La strategia multi domestica si distingue per un basso grado di standardizzazione globale e per un elevato grado di adattamento locale. L’impresa pensa e realizza strategie diverse nei singoli mercati esteri, perché è il mercato che richiede questo come condizione per entrare e guadagnare un buon posizionamento.

Dal lato completamente opposto troviamo la strategia di globalizzazione. In questo caso, l’impresa mette in atto una strategia uguale in tutti i mercati in cui è presente e la sua posizione competitiva nel singolo mercato dipende anche della posizione competitiva che ottiene in tutti gli altri mercati in cui è presente.

La combinazione delle due strategie porta alla cosiddetta strategia transnazionale, nella quale l’impresa cerca in simultanea sia di adattare il proprio sistema di offerta e le proprie pratiche manageriali a livello locale, sia di standardizzarle a livello globale.

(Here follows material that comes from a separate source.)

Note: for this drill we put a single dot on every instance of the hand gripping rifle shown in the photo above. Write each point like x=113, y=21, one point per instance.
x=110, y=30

Questo è tipico di alcuni settori nei quali c’è esigenza di efficienza ma allo stesso tempo compare la necessità di adattare per esempio le politiche di marketing a livello locale: è la strategia più complessa da attuare, che richiede appropriati e specifici meccanismi di coordinamento.

Un’ulteriore scelta che l’impresa deve adottare nella gestione del processo di internazionalizzazione riguarda le modalità di coordinamento tra l’Head Quarter (sede centrale italiana) e le varie filiali, nelle quali l’impresa opera all’interno dei singoli mercati internazionali.

Tradizionalmente l’Head Quarter adotta una logica di tipo gerarchico, soprattutto nelle fasi iniziali, proprio perché è da lì che partono le risorse e le competenze che vengono trasferite ai mercati esteri. Questa logica gerarchica, che facilita il coordinamento e il controllo, può tuttavia rivelarsi inefficace nel corso del tempo. In particolare, quando le sedi estere acquisiscono una certa importanza, è necessario passare da un approccio gerarchico a un approccio in cui si aumenta l’autonomia che viene concessa alle singole sedi estere.

Se da un lato l’aumento dell’autonomia consentirà di accrescere la capacità di cogliere in modo tempestivo le opportunità dei singoli mercati, è altrettanto vero che questa logica non deve far perdere il controllo da parte della sede centrale italiana, che dovrà lavorare sul controllo dei risultati ma anche su una dimensione soft, quella della cultura organizzativa.

Ciò significa fare in modo che le persone che operano nelle singole sedi estere abbiano premesse decisionali allineate con le norme e i valori della cultura organizzativa e definiti a livello di gruppo; questo diventa basilare non solo nel momento in cui si dà maggiore autonomia alle sedi estere, ma anche quando il gruppo internazionale si forma per effetto di acquisizioni di imprese straniere o quando i singoli manager nelle varie sedi sono di origine locale.


Processo di internazionalizzazione e importanza del monitoraggio continuo

Le scelte del processo di internazionalizzazione descritte non sono da intraprendere una tantum, ma sono decisioni che devono essere oggetto di continua valutazione e monitoraggio da parte dell’impresa per effetto della variabilità dei contesti internazionali in cui l’impresa opera.

Nella valutazione di mercati a cui puntare, l’impresa dovrà considerare anche l’effetto delle culture nazionali che influenzano approcci di lavoro, contratti e modalità relazionali.

Esistono vari modelli sulla base dei quali valutare le differenze tra culture nazionali e anche il potenziale rischio di frizione tra culture, uno tra i più noti è quello elaborato da Gerard Hendrik Hofstede.

Si tratta di modelli che necessariamente offrono delle semplificazioni, ma allo stesso tempo rappresentano uno strumento attraverso cui acquisire consapevolezza per prendere le decisioni più in linea con il proprio piano strategico.

Nel ruolo di Temporary General Manager, mi sono confrontata con realtà molto internazionalizzate, gestendo filiali commerciali estere e joint venture con partner orientali, russi e sud-americani. Queste esperienze arricchenti, mi hanno insegnato che non esiste una regola fissa per internazionalizzare: il percorso ideale dipende dal prodotto, dagli obiettivi aziendali a medio-lungo oltre che, naturalmente, dal budget iniziale. Ciò che è indispensabile è preparazione e cognizione di causa: non si può pensare di andare all’estero a caso senza poi generare danni o semplicemente sprechi.